Its customers include attorneys, insurances companies, drug and alcohol counselors and driving schools.
United Reporting obtained the address information from the petitioner, the Los Angeles Police Department under a California statute.
The California legislature amended the statute to require that a person requesting addresses declare under penalty of perjury that the request is made for a scholarly, journalistic, political, governmental, or investigative purpose and that the address will not be used directly or indirectly to sell a product or service.
When that amendment became effective in 1996, the Police Department denied United Reporting’s request for addresses because United Reporting did not make the declarations required under the statute.
United Reporting then filed suit seeking declaratory and injunctive relief on the ground that the amended statute was unconstitutional under the First and Fourteenth Amendments.
The District Court ruled the Amendment statute was invalid because it violated the First Amendment on its face and therefore enjoin the operation of the statute.
The Court of Appeals affirmed.
It concluded that United Reporting, in selling the addresses to its clients, engaged in constitutionally protected commercial speech and that the amended statute unduly burden that speech in violation of the First Amendment.

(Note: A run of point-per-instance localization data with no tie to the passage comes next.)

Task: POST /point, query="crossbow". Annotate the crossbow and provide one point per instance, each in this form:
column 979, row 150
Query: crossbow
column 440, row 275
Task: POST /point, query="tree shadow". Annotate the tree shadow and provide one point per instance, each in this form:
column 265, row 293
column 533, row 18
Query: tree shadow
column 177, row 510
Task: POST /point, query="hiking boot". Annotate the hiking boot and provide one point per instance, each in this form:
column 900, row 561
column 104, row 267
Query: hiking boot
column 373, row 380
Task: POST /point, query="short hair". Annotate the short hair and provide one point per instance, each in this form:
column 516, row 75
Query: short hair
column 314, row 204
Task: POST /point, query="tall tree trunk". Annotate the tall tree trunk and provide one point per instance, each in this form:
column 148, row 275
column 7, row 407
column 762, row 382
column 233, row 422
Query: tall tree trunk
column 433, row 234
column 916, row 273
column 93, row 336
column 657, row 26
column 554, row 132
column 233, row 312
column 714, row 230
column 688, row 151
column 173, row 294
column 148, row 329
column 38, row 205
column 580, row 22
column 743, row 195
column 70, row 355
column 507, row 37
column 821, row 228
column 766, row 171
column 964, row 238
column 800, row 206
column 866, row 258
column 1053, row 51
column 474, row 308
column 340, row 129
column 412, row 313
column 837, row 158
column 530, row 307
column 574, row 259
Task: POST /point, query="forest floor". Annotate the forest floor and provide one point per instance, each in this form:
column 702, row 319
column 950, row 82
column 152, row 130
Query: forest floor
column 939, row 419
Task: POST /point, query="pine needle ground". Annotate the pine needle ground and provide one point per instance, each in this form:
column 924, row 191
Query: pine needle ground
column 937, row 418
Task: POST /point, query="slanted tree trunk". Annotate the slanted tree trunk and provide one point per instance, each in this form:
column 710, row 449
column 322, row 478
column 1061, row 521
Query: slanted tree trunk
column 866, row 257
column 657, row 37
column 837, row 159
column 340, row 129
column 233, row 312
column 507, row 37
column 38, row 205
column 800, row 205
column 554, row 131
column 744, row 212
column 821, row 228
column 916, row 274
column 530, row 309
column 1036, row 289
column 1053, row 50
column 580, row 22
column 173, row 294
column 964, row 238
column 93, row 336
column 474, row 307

In an opinion filed with the Clerk today, we reverse.
We hold that United Reporting was not entitled to prevail on a facial attack on the California statute.
For purposes of analyzing the facial invalidation, the Los Angeles Police Department was correct in arguing here that the statute is simply a law regulating access to information in the government’s hands.
This is not a case in which the government is prohibiting a speaker from conveying information that the speaker already possess.
California could decide if it wish not to give out arrestee information at all without violating the First Amendment.
To the extent that United Reporting’s facial challenge of the statute seeks to rely on the statute affects on parties not before the court, like United Reporting’s clients, the claim does not fall within the case law allowing courts to entertain facial challenges.
No threat of prosecution, cut-off of funds, hangs over their heads and there is no possibility that protected speech will be muted.
Thus, the Court of Appeals was wrong to strike down the statute on its face.
Justice Scalia has filed a concurring opinion which Justice Thomas joins; Justice Ginsburg has filed a concurring opinion which Justices O’Connor, Souter, and Breyer, join; Justice Stevens has filed a dissenting opinion in which Justice Kennedy joins.